Since none of the members requires any special alignment, it's
quite likely that sizeof(struct words) will in fact be 14 exactly.
Perhaps the next most likely value is 16, if a compiler decides to
put two padding bytes at the end to make the whole thing fit in two
8-byte units. Descending even further on the likelihood scale, a
compiler might insert one padding byte before `world' and one more
at the end, so each array would be contained in a single 8-byte
unit. Other padding arrangements seem extremely unlikely -- though
as you observe, they're permitted.
> int main (int argc, char* argv[]) {
> char str[] = "Hello, World";
> struct words w;
Okay, `w' occupies >=14 bytes of storage.
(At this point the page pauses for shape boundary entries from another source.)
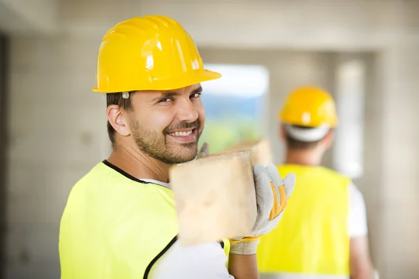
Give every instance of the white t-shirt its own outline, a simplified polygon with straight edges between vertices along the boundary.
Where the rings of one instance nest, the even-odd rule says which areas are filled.
[[[168,183],[142,179],[169,188]],[[366,236],[367,216],[362,194],[353,183],[349,194],[348,234],[351,238]],[[179,241],[164,254],[153,267],[151,279],[234,279],[226,266],[227,257],[218,242],[183,247]]]

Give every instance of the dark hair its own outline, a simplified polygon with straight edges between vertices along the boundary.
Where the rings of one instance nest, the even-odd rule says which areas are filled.
[[[299,129],[312,129],[311,127],[304,127],[293,125],[291,127],[298,128]],[[298,140],[295,140],[291,137],[289,134],[285,130],[285,135],[286,139],[286,144],[288,149],[294,150],[307,150],[311,149],[317,146],[318,143],[324,138],[320,139],[315,142],[301,142]]]
[[[111,105],[117,105],[121,109],[126,111],[131,111],[132,110],[132,104],[131,101],[131,95],[132,92],[128,93],[128,98],[124,98],[122,97],[122,92],[118,93],[108,93],[106,94],[106,107]],[[112,148],[115,147],[115,129],[113,128],[109,121],[108,121],[108,135],[109,135],[109,140],[112,143]]]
> memcpy (&w, str, sizeof (str));
This fills the first 13 bytes of `w' with a copy of the string.
The 14th byte (and any others) remain uninitialized. Since `w'
has sufficient space for everything that's being copied into it,
there's no problem up to this point.
Note that memcpy() makes no use of the "struct-ness" of
the target. In C, any addressable object can be viewed as an
array of bytes, without regard to the object's actual type.
That's what memcpy() does: It just copies bytes, and doesn't
care what type the bytes represent.
> char *cp = (char*) &w;
>
> while (*cp != '\0') {
> printf ("%c", *cp);
> ++cp;
> }
Here, you're doing much the same thing as memcpy() did: You
are not using `w' as a struct, but only as a bag of bytes. If
there are padding bytes, you're using them on exactly the same
basis as you use member bytes: They're all just bytes. The
output *will* be "Hello, World" whether there's padding or not.
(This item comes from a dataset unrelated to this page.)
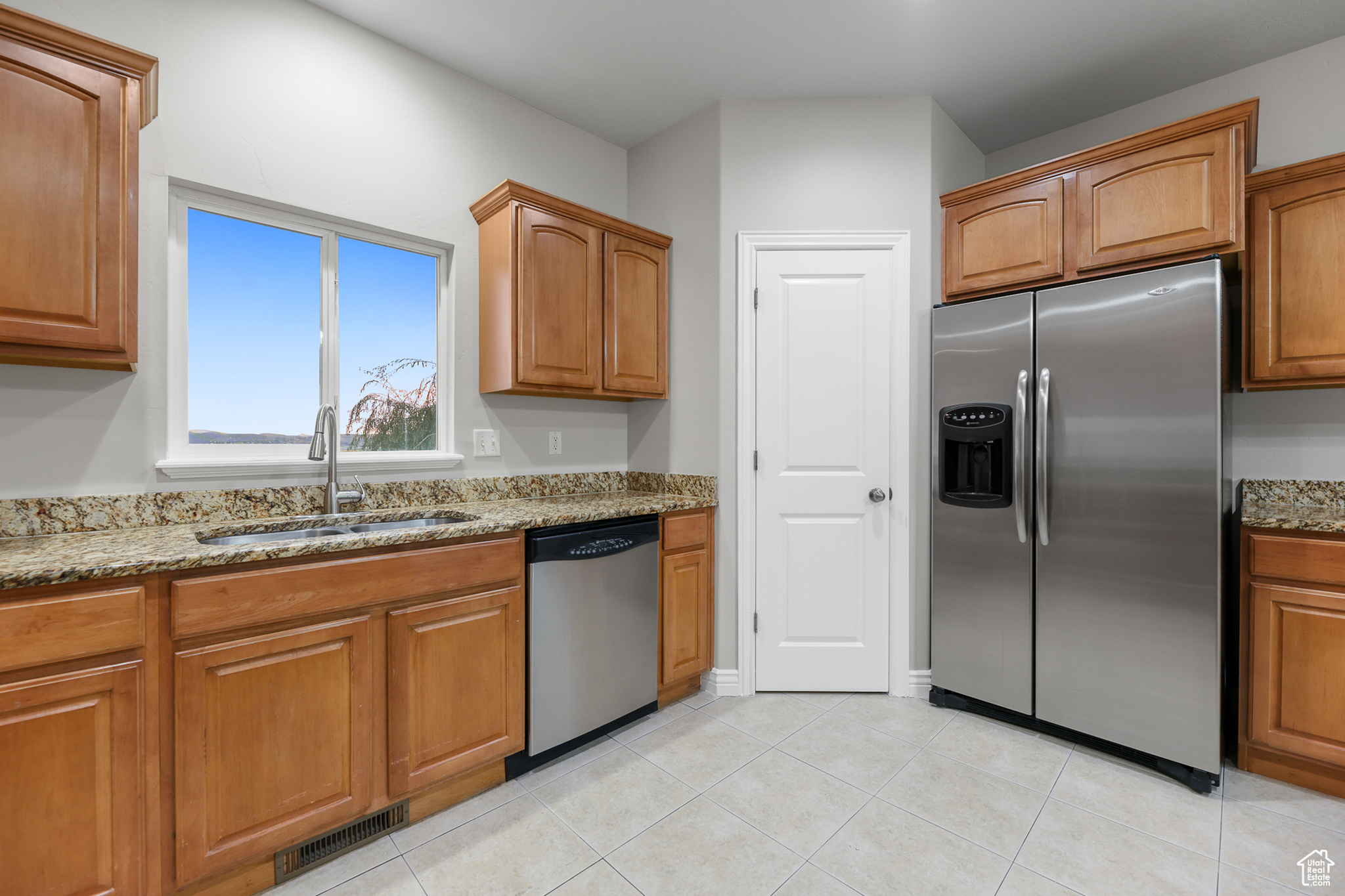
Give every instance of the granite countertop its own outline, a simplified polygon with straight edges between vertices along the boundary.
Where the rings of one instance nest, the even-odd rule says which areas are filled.
[[[1345,482],[1243,480],[1241,523],[1260,529],[1345,532]]]
[[[1345,532],[1345,508],[1243,501],[1243,525],[1259,529]]]
[[[464,523],[449,525],[234,545],[200,544],[198,535],[204,533],[206,537],[211,537],[246,532],[272,532],[293,525],[295,517],[17,536],[0,539],[0,588],[83,582],[172,570],[198,570],[229,563],[300,557],[385,544],[410,544],[414,541],[453,539],[464,535],[486,535],[512,529],[534,529],[545,525],[611,520],[644,513],[689,510],[714,506],[718,502],[713,497],[652,492],[600,492],[434,504],[390,508],[367,513],[343,513],[305,521],[309,525],[350,525],[354,523],[406,520],[420,516],[459,516],[469,519]]]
Using the "struct-ness" might (in principle) have produced
some surprises:
printf("%.5s", w.hello); // fine so far
printf("%c", w.comma); // BZZT!
printf("%c", w.space); // BZZT!
printf("%.5s", w.world); // BZZT!
There's no telling (in principle) what the final three lines
would have done.
> printf ("\n");
>
> printf ("struct words: %d\nchar[] str: %d\n",
> sizeof (w), sizeof (str));
Nit-pick: "%d" is for signed integers, which `size_t' is
not. I've used systems where this would have printed the two
sizes as 14 and 0 thanks to the mismatch; in principle, worse
things could happen.
> return 0;
> }
--
Eric Sosman
d